Por que os Estados Unidos declararam guerra ao Talibã em 2001?
Cinco anos depois da tomada de Cabul pelo Talibã, em 11 de setembro de 2001, os Estados Unidos sofreram os ataques às Torres Gêmeas, que deixou cerca de 3.000 mortos. Washington culpou a rede terrorista Al Qaeda, nascida no final dos anos 1980 e então liderada pelo saudita Osama Bin Laden. O Governo do presidente republicano George W. Bush declarou guerra ao terrorismo e seus santuários, incluindo o Afeganistão do Talibã, onde Bin Laden teria encontrado refúgio e local onde a liderança da Al Qaeda estava sob o abrigo do mujahedin mulá Mohamed Omar
Em outubro de 2001, os Estados Unidos lançaram uma ofensiva (Operação Liberdade Duradoura) contra as forças do Talibã, em conjunto com a Aliança do Norte, uma coalizão de milícias rivais nascida após a queda de Cabul. Os fundamentalistas capitularam em Kunduz, na fronteira com o Tajiquistão, em apenas dois meses. No entanto, a invasão das tropas norte-americanas, posteriormente apoiadas por dezenas de países na administração do novo Afeganistão, não encontrou o paradeiro de Bin Laden e do mulá Omar.

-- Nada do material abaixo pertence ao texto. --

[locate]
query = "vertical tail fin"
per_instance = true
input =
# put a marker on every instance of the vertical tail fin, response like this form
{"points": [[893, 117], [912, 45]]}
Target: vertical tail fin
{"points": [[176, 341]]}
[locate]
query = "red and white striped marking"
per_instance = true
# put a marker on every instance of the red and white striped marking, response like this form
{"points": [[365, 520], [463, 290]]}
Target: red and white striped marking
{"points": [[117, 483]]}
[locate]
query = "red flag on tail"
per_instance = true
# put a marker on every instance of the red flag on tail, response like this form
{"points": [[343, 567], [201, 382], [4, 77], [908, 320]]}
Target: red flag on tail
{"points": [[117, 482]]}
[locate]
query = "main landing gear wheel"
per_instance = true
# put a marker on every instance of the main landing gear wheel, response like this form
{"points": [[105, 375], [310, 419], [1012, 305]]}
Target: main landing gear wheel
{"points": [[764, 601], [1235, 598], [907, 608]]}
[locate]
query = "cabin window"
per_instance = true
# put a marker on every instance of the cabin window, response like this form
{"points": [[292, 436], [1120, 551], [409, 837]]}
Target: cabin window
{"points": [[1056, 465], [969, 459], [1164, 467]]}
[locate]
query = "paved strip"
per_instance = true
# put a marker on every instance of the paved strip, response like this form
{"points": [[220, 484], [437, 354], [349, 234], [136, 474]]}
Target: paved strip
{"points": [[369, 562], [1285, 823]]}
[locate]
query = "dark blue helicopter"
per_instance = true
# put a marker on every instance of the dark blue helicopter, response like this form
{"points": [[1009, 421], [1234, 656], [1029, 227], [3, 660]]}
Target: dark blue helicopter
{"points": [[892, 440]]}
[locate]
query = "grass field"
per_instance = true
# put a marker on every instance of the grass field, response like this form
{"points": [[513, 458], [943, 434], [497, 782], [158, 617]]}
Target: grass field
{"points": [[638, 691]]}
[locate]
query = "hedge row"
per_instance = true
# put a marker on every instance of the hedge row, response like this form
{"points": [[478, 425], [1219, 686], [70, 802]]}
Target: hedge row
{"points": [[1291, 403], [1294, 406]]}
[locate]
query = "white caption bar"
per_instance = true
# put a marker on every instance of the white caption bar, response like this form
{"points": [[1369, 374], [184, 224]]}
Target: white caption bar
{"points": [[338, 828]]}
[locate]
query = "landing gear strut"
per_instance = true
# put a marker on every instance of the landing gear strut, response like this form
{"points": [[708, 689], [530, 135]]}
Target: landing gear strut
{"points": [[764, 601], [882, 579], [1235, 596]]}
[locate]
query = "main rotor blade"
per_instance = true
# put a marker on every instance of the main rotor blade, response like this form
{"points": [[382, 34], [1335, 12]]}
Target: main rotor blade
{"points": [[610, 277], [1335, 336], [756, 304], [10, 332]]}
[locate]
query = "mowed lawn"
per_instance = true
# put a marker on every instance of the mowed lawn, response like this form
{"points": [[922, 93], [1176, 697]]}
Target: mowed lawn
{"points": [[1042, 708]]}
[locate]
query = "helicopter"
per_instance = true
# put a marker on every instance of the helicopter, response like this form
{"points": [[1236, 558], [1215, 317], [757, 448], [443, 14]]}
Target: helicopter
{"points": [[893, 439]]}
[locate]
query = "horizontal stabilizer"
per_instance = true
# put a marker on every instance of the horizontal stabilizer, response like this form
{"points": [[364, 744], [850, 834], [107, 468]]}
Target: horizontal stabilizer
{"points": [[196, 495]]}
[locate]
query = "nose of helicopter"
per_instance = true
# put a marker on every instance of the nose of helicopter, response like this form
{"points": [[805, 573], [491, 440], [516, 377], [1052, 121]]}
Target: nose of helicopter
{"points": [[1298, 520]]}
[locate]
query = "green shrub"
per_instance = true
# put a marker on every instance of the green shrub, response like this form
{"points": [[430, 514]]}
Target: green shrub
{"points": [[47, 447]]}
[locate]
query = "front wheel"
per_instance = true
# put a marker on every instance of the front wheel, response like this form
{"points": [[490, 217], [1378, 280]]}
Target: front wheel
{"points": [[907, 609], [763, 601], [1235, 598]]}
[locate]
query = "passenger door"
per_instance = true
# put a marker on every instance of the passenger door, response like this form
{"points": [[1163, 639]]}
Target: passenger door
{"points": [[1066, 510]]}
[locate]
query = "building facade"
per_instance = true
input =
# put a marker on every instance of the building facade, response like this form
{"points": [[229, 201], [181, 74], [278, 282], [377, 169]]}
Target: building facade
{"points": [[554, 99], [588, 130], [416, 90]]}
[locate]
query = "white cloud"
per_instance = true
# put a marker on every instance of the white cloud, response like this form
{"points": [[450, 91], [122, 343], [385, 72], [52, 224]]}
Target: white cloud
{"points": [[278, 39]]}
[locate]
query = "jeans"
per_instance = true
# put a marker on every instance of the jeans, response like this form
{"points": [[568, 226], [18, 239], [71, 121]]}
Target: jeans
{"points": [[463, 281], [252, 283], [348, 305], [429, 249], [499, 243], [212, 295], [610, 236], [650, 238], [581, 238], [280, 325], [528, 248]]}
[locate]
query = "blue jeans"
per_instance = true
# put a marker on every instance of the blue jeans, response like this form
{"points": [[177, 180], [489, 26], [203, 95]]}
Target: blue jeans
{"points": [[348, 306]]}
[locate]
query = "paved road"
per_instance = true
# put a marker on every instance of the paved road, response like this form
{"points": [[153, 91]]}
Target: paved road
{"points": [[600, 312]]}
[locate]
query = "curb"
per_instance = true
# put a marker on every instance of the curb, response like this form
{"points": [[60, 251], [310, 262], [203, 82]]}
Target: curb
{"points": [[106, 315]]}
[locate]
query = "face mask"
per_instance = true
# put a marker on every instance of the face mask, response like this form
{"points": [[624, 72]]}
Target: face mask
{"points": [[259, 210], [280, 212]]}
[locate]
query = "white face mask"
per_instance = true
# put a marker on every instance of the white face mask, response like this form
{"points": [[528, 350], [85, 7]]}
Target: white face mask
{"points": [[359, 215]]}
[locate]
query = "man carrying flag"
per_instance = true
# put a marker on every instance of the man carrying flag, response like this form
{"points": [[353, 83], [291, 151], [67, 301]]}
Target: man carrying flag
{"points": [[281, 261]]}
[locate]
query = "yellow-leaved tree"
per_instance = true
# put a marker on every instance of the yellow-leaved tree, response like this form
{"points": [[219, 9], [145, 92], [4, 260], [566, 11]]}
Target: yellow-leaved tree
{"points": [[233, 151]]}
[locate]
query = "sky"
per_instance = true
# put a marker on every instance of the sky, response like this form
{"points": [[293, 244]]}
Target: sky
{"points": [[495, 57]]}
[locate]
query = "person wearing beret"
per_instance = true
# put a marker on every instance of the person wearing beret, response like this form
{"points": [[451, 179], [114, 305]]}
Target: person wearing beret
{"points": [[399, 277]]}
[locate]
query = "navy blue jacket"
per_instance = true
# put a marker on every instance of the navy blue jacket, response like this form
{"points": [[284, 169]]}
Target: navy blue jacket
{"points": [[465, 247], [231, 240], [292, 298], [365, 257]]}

O Talibã admitiu em 2015 que o mulá Omar havia morrido dois anos antes. O mulá Mansur, seu sucessor, foi atingido por um ataque aéreo dos EUA em 2016. Maulaui Hibatullah Akhundzada é o atual líder do Talibã. Bin Laden foi encontrado e morto pelas forças especiais dos EUA em maio de 2011 na cidade de Abbottabab, no Paquistão.
O que os talibãs fizeram depois de 2001?
Após a vitória das tropas norte-americanas e durante a fase de transição para um Governo afegão sob padrões democráticos, o Talibã manteve sua zona de influência nas áreas do interior e da fronteira com o Paquistão. O grupo fundamentalista não se rendeu, mas reposicionou seus membros em áreas montanhosas de difícil acesso ou fora do país. Os talibãs têm mantido estratégias diferentes, desde o avanço gradual de seus milicianos em uma guerra de guerrilha tradicional até ataques terroristas contra forças de segurança, funcionários, políticos —em 4 de agosto, tentaram chegar à residência do ministro da Defesa em Cabul—, mulheres, jornalistas… Tudo isso lhes rendeu a condenação das Nações Unidas em diferentes relatórios de violações dos direitos humanos.
Na triste rotina de sua violência estão, sem dúvida, os tiros contra a menina Malala Yousafzai, em Mingora, em outubro de 2012, por levantar sua voz na internet em defesa da educação das garotas, e o atentado em Peshawar, no território paquistanês, contra uma escola em dezembro de 2014, com 156 mortos. No entanto, a chegada do Estado Islâmico ao Afeganistão, por meio de deserções de outros grupos armados afegãos como os talibãs, complicou o trabalho das autoridades para apontar os responsáveis pelos atentados terroristas dos últimos anos. O Talibã costuma assumir a responsabilidade por seus ataques por meio de seu principal porta-voz na mídia social, Zabihullah Mujahid.
A que se deve a atual guerra no Afeganistão?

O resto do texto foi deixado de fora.